Helen pulled the older boys’ plates from the oven while they cleaned up, and she kept one eye on the clock above the table as they attacked their breakfasts. They were swallowing their last bites when the rumble of the school bus could be heard as it made its way down Glen Road. Brian, Mart, and Trixie grabbed their books, kissed their mother and brother, and ran out the door and down the drive to meet it. Helen watched them until they were out of sight, then closed the door and began to clear the table.

“Helen, sweetie, let me wash the dishes for you. I’ll clean up the kitchen while you get started on the laundry.” Alicia was already filling the sink with hot sudsy water, and she took the stack of plates from Helen and submerged them in it. “You have enough work to do.”

“If you insist, Alicia. But I hate to put you to work – you’re my guest!” Helen was embarrassed even as she felt gratitude for her sister’s help.

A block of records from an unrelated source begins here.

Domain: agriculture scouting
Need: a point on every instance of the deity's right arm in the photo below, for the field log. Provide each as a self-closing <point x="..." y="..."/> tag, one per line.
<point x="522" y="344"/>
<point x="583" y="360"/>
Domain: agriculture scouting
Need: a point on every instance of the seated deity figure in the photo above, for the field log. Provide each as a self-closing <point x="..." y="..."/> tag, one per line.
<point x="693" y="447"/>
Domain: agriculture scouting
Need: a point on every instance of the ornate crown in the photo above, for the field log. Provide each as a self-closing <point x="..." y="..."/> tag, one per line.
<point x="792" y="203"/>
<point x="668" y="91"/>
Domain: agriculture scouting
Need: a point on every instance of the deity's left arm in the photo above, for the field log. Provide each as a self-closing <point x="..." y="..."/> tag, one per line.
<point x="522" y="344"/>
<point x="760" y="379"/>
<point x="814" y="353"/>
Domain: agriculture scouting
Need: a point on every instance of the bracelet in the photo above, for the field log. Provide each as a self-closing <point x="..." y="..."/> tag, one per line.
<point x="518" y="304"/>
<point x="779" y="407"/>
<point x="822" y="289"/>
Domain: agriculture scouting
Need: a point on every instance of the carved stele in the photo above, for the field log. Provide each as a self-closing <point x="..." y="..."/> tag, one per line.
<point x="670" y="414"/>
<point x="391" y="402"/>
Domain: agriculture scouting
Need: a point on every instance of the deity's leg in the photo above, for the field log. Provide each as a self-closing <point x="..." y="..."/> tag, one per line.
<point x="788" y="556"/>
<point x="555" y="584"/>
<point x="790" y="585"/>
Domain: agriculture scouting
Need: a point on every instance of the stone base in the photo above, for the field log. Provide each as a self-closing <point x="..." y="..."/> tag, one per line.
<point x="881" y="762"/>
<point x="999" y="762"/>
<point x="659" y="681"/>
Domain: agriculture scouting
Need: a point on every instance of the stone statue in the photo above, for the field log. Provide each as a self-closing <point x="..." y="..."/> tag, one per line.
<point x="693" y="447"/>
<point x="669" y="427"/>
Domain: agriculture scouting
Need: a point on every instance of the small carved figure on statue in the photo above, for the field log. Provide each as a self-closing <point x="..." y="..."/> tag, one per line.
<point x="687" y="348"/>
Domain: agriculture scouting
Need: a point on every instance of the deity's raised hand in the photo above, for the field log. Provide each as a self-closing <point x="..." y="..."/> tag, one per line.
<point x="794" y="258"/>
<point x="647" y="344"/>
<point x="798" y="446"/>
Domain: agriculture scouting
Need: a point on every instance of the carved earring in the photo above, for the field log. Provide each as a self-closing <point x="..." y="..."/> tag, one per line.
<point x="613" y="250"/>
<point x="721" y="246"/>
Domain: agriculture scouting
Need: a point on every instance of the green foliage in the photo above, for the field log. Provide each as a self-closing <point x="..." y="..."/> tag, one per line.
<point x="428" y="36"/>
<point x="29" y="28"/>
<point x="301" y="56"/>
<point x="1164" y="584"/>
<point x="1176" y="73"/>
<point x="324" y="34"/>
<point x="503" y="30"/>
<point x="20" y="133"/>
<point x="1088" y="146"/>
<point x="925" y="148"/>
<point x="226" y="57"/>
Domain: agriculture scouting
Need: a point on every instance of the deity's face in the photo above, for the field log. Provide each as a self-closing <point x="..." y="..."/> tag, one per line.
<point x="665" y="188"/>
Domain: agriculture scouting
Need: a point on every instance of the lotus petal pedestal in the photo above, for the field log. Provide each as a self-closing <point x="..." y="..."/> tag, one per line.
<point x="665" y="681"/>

“Nonsense. I’m family.” Alicia plucked the dishcloth from Helen’s hands and turned toward the sink. Helen went back to her room to dress in the casual wrap skirt, pullover top, and slip-on canvas shoes she wore for everyday chores at home. Glancing in the mirror, she again ran her fingers through her blonde curls. I’ll never look as polished as Alicia does, she thought.

Sighing, Helen started toward the clothes hamper in the big bathroom upstairs, Bobby at her heels. She separated the clothes, and studied them for a moment to see which pile was the biggest. Deciding that although there was not quite as large a load of jeans as of whites, the jeans would take longer to dry, she made her way back to the washer, craning her neck to see over the pile of clothes. Before placing each item into the machine, she checked every pocket. You never know what these boys are going to have in their pockets, she thought. Trixie, too. A small pile began to accumulate on top of the dryer as she took two pencil stubs, a protractor, and an ink pen from Brian’s pockets; a couple of throat lozenges still in their foil wrappers, a notepad, and another pen from Mart’s, and a skate key, a chewed piece of bubblegum wadded into its waxed wrapper, and a tube of lip balm from Trixie’s. Lastly, she gingerly picked up a pair of Bobby’s overalls. Once he had concealed a small frog in the bib pocket and forgotten about it. When Helen pulled it out – quite dead – she screamed and her skin crawled; it was the next day before she felt that she had gotten the feel of the frog off of her hands.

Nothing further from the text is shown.